The trio put their toe in the water for external funding this year but did not end up going ahead with a $3 million funding injection. They are also on the lookout for complementary businesses to tie-up with for mutual benefit.
Custom app developer Appetiser, a Fast 100 company, has been forced to raise its prices by 10 per cent in response to inflationary pressures, including currency fluctuations and skills shortages, which have driven up salaries by 20 per cent for some software developer roles over the last 12 months.
The weak Australia dollar is proving particularly painful for the fast-growing tech company. A significant number of its 210-strong staff are based in the Philippines, and it is building up its presence in Vietnam, Malaysia, and Sri Lanka.
“Being an international company, this really puts pressure on us,” Appetiser co-founder James Shostak says.
Appetiser’s revenue rose by 37 per cent, to $8 million, for the 12 months to June, on the back of the continued boom in mobile apps.
Fast-growing clients have also provided a tailwind, including popular burger chain Grill’d and online marketplace, which listed and was swiftly acquired by Woolworths.
“When our clients grow, they’re generally taking us along for the ride,” Shostak says.
He says Appetiser’s propriety technology allows it to get a fully customised app to market withing four months on average.
“From an industry standard perspective that’s a fraction of the time that people generally expect it to take,” Shostak says.
Appetiser has emerged triumphant from a particularly competitive COVID-19 period. While it didn’t make layoffs during the pandemic and was not a recipient of government subsidies, Shostak says it was forced to compete with rivals that shrunk their teams and were able to plough the JobKeeper stimulus into advertising.
Michael MacRae and James Shostak of Appetiser. 
“That put a lot of pressure on us from a competitive standpoint, but we fought through that and had to get smarter,” Shostak says.
COVID didn’t materially impact Appetiser’s sales but the lockdowns did hit staff extremely hard.
The company has hired a full-time psychologist and is investing more in staff development and well-being programs than ever, as well as undertaking more charitable works.
This has been the biggest driver of performance internally, Shostak says.
Shostak and Michael MacRae founded Appetiser in 2017 determined to maintain a flat structure, with no unnecessary organisational hierarchies.
Five years on, the duo have abandoned this model and started building management layers to support the company’s next growth phase.

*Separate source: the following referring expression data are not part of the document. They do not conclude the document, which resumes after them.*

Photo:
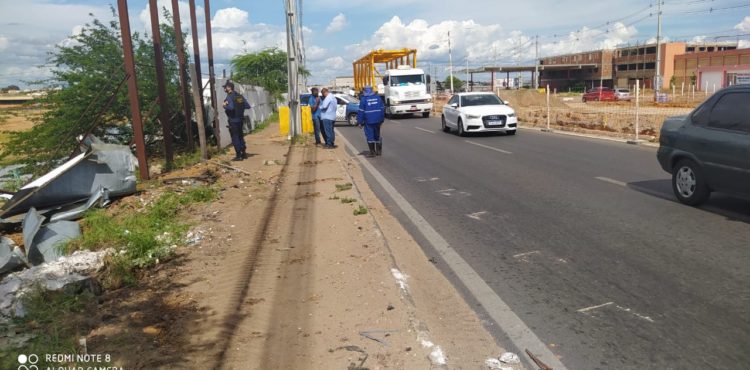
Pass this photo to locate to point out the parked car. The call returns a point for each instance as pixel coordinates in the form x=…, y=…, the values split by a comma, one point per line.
x=622, y=94
x=348, y=106
x=478, y=112
x=709, y=150
x=599, y=94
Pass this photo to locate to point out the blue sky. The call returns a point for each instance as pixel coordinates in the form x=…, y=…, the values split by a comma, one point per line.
x=337, y=32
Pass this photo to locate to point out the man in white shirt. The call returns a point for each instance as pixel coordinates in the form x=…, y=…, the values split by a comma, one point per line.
x=328, y=115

In another five years’ time, they want Appetiser’s annual sales to exceed $100 million and to have offices in the United Kingdom and United States.
Along with a rebrand planned for early next year, they will launch an accreditation standard to help other developers follow Appetiser’s unique product design process.
They also plan to launch a client education service to help fast-growing businesses accelerate their growth using technology.
“Our biggest challenge is making sure that we’re not losing focus on continuing to fuel the flywheel as we start the next phase of our growth,” Shostak says.